Contrairement aux affirmations du pouvoir, il n'existe pas de consensus en Iran à ce sujet. Les réformateurs, les intellectuels, et même certains conservateurs, l'ancien président Ali Akbar Hachemi Rafsandjani, s'opposent à la politique du président en matière de nucléaire. Du côté de la population, la question nucléaire est devenue un sujet de plaisanterie. Cet acharnement du pouvoir à vouloir enrichir l'uranium sur son sol risque de conduire à une guerre qui peut détruire notre pays. Je m'oppose au régime iranien, mais cela ne veut pas dire que je souhaite voir mon pays détruit. Je m'inquiète du consensus actuel en Occident contre l'Iran, consensus qui n'existait même pas au sujet de l'Irak. Il faut des négociations avec les Etats-Unis officielles, directes et ouvertes pour éviter les marchandages rendus possibles quand elles ont lieu secrètement. Mais aucune négociation ne devrait aller dans le sens du renforcement du régime. Toute négociation doit obligatoirement comporter un volet sur les violations des droits de l'homme et sur l'injustice que la nation iranienne subit. Le régime n'a même pas besoin d'avoir de prisonniers politiques, l'Iran est devenu une grande prison. Tout est censuré, plus de cent journaux ont été interdits ces dernières années, tous les moyens d'expression sont contrôlés.
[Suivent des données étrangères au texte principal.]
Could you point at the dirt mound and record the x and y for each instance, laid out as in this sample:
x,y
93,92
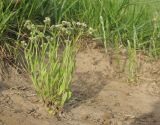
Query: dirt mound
x,y
101,95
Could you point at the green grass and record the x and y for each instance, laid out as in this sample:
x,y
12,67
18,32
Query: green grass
x,y
131,24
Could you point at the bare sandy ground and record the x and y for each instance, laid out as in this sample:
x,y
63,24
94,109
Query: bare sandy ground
x,y
101,95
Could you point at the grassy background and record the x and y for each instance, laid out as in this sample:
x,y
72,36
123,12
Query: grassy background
x,y
116,21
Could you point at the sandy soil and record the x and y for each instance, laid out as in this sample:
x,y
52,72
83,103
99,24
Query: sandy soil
x,y
101,95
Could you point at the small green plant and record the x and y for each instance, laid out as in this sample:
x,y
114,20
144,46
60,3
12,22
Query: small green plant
x,y
50,55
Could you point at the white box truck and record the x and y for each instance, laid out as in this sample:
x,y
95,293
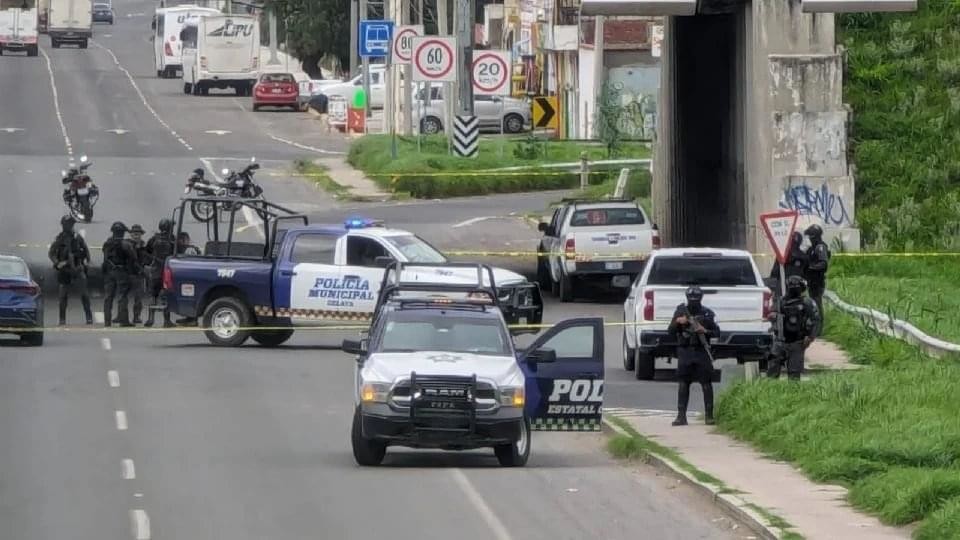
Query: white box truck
x,y
167,47
18,26
220,51
70,21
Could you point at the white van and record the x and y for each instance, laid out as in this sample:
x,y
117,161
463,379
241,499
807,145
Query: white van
x,y
166,37
18,26
220,51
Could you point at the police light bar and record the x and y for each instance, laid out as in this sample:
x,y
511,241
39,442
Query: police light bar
x,y
362,223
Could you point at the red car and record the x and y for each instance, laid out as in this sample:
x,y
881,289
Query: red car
x,y
276,90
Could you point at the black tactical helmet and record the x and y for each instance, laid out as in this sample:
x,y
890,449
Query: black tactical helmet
x,y
814,231
796,284
694,293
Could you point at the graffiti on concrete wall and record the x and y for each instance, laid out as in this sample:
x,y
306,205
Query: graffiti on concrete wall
x,y
822,203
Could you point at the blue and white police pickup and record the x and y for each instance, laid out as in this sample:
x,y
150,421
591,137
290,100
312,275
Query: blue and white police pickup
x,y
310,275
439,369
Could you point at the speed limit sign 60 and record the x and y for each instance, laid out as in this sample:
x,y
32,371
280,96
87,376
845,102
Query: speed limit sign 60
x,y
434,58
491,73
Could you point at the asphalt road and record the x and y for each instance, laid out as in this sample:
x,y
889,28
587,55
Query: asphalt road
x,y
132,434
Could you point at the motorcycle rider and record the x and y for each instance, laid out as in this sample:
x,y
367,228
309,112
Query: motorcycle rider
x,y
160,246
119,264
693,357
800,320
70,257
818,259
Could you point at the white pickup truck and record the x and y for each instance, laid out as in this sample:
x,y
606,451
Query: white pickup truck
x,y
601,241
732,287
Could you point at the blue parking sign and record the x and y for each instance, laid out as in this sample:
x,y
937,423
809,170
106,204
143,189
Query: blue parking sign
x,y
375,38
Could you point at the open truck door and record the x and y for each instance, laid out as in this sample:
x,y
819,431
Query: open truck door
x,y
564,376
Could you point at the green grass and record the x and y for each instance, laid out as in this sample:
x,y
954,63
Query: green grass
x,y
890,434
432,172
922,290
902,83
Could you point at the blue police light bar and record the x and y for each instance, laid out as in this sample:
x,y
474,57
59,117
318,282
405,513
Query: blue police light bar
x,y
362,223
857,6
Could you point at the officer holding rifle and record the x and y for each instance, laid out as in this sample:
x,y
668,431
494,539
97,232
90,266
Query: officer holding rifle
x,y
692,326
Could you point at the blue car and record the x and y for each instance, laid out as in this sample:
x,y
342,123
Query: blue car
x,y
21,302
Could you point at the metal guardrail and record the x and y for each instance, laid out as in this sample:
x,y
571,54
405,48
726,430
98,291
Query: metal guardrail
x,y
896,328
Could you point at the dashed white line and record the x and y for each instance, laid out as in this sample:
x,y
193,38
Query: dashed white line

Vous dites que le mouvement réformateur [au pouvoir de 1997 à 2005] n'est pas mort en Iran. Malgré les candidatures de réformateurs, vous aviez appelé au boycott de l'élection présidentielle de juin 2005, qui a conduit à la victoire de Mahmoud Ahmadinejad. Pourquoi ?
Ce mouvement avait beaucoup de faiblesses, notamment l'absence de vision commune sur les réformes à entreprendre. Notre erreur a été de croire que nous pouvions faire des réformes dans le cadre de la Constitution de la République islamique, et arriver à la démocratie en douceur. Khatami et ses hommes ne sont pas restés fidèles aux promesses qu'ils ont faites à la population. La vision optimiste de cette expérience les évalue comme des incapables, la vision pessimiste les considère comme des traîtres. Un démocrate ne rompt pas avec ses principes. Le mouvement réformateur est responsable du défaitisme généralisé dans la société. Tant qu'un référendum n'est pas accepté par le régime, il faut boycotter toutes les élections dans le cadre de la République islamique. Nous ne devons pas donner au régime la légitimité qu'il cherche. Je suis pour la résistance négative, la désobéissance, c'est-à-dire la non-collaboration avec ce régime. On aurait même dû boycotter les élections de 1997 qui ont mené les réformateurs et Khatami au pouvoir, car cette alternance a pas mal soulagé les conservateurs, qui avouaient eux-mêmes à l'époque ne pas pouvoir tenir six mois de plus. Cela aurait poussé le régime à aller au bout de sa logique. Depuis quelques mois, quand il ne s'agit pas des étudiants, des régions se soulèvent, des femmes manifestent. Mahmoud Ahmadinejad va encore faire face à des crises multiples et il ne pourra pas tenir ses promesses.